Mara hatte bisher noch nie bei einem anderen Mädchen übernachtet, und ihre Mutter hatte ihr extra für diese Gelegenheit ein neues Nachthemd gekauft. Doch als die Inhaltsangabe abgegeben war und die Geburtstagseinladungen verteilt wurden, musste Mara feststellen, dass es für sie keinen rosa Umschlag gab.

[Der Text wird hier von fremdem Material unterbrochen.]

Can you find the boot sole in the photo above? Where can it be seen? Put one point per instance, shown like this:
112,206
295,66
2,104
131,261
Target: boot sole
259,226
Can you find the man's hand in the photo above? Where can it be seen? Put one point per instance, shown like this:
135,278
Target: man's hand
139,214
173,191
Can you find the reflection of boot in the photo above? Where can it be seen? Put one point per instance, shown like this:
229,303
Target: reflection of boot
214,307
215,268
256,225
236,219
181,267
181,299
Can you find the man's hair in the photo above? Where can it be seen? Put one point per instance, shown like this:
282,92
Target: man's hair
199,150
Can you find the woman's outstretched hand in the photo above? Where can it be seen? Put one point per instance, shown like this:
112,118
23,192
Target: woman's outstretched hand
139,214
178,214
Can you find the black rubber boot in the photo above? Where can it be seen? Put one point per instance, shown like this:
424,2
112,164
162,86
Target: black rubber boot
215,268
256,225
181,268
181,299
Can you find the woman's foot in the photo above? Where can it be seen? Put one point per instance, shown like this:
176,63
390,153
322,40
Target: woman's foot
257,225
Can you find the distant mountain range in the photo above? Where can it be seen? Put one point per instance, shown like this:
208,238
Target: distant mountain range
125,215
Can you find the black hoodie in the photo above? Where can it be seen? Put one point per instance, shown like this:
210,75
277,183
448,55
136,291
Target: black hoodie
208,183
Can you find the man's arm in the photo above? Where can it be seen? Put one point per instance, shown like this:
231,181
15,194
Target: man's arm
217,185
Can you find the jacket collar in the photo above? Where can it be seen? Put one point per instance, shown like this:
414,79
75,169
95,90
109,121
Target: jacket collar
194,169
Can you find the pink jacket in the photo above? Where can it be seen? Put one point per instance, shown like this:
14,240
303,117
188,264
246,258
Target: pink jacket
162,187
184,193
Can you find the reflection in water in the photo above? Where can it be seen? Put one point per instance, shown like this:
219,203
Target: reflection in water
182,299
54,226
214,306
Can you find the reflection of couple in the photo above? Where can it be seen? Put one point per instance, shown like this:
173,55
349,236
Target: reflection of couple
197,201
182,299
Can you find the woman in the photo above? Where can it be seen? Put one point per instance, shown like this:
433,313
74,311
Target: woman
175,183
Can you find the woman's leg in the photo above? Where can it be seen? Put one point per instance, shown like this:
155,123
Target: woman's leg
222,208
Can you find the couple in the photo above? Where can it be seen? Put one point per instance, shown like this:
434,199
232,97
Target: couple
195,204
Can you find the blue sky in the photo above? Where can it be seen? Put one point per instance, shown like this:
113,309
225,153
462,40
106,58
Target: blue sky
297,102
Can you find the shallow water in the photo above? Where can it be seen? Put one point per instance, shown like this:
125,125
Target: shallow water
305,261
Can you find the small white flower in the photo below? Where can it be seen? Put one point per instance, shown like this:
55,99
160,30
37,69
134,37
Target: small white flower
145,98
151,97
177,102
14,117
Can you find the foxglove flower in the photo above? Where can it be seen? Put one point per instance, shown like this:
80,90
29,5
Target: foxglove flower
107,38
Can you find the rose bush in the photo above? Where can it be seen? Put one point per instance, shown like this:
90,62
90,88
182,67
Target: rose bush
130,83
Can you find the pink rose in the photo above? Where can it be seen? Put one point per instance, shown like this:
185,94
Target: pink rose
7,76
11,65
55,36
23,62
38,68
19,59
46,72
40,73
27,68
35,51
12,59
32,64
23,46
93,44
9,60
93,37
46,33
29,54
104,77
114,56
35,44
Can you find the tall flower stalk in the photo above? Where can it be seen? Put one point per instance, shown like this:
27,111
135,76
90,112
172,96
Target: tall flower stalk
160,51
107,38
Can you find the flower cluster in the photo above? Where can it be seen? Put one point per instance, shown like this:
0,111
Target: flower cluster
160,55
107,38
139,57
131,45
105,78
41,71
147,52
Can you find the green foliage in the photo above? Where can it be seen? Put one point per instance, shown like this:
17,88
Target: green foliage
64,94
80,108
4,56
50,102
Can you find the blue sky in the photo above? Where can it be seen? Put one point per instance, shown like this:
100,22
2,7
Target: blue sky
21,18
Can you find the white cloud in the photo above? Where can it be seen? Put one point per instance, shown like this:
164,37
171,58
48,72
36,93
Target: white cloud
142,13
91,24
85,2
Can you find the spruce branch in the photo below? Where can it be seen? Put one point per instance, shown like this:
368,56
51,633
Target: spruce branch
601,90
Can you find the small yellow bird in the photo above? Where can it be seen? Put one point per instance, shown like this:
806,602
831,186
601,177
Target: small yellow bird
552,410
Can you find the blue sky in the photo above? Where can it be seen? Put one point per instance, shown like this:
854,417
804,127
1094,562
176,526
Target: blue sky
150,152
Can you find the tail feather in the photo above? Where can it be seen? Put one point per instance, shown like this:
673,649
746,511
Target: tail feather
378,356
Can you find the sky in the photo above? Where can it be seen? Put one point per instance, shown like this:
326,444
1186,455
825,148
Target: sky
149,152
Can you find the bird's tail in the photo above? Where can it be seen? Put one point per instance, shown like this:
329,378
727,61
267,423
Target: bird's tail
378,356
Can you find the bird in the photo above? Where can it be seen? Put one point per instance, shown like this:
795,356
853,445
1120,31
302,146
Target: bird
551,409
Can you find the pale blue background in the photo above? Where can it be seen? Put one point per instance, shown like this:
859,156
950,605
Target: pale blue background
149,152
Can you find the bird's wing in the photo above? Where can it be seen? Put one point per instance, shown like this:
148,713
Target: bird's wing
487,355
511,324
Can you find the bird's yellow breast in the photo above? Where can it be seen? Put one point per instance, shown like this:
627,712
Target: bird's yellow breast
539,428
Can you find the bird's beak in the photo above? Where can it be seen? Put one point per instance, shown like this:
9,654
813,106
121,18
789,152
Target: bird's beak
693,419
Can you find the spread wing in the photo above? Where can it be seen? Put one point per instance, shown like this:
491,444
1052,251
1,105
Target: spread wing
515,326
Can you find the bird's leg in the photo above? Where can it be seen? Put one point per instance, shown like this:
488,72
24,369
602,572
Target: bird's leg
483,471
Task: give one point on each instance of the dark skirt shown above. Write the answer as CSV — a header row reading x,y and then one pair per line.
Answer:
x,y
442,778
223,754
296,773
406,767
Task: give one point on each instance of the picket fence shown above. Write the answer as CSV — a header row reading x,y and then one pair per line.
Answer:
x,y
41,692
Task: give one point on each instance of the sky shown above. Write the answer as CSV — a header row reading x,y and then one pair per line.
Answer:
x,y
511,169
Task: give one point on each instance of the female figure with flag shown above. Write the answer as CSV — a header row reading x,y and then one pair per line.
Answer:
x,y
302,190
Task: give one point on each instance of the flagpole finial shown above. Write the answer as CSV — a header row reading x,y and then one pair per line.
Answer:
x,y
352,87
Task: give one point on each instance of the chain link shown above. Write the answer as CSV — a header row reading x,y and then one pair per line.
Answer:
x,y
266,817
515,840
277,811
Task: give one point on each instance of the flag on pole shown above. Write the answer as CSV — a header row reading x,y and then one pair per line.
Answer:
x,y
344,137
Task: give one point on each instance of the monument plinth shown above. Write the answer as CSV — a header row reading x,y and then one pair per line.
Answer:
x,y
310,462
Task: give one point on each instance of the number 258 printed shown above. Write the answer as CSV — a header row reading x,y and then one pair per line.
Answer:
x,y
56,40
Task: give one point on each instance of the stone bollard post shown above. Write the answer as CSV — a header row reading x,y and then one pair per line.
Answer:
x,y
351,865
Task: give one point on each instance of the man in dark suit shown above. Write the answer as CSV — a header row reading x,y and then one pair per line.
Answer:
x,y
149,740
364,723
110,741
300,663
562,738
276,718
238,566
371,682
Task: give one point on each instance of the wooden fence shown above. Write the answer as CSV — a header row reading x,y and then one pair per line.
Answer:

Kristie zuckte die Achseln und sagte: „Meine Mutter hat gesagt, dass ich zu viele Mädchen eingeladen habe. Tut mir leid. Vielleicht kannst du ja nächstes Jahr kommen.“
Auf dem Heimweg vom Einkehrzentrum wirbelten in Maras Kopf lauter entstehende Bilder und beginnende Einsichten durcheinander.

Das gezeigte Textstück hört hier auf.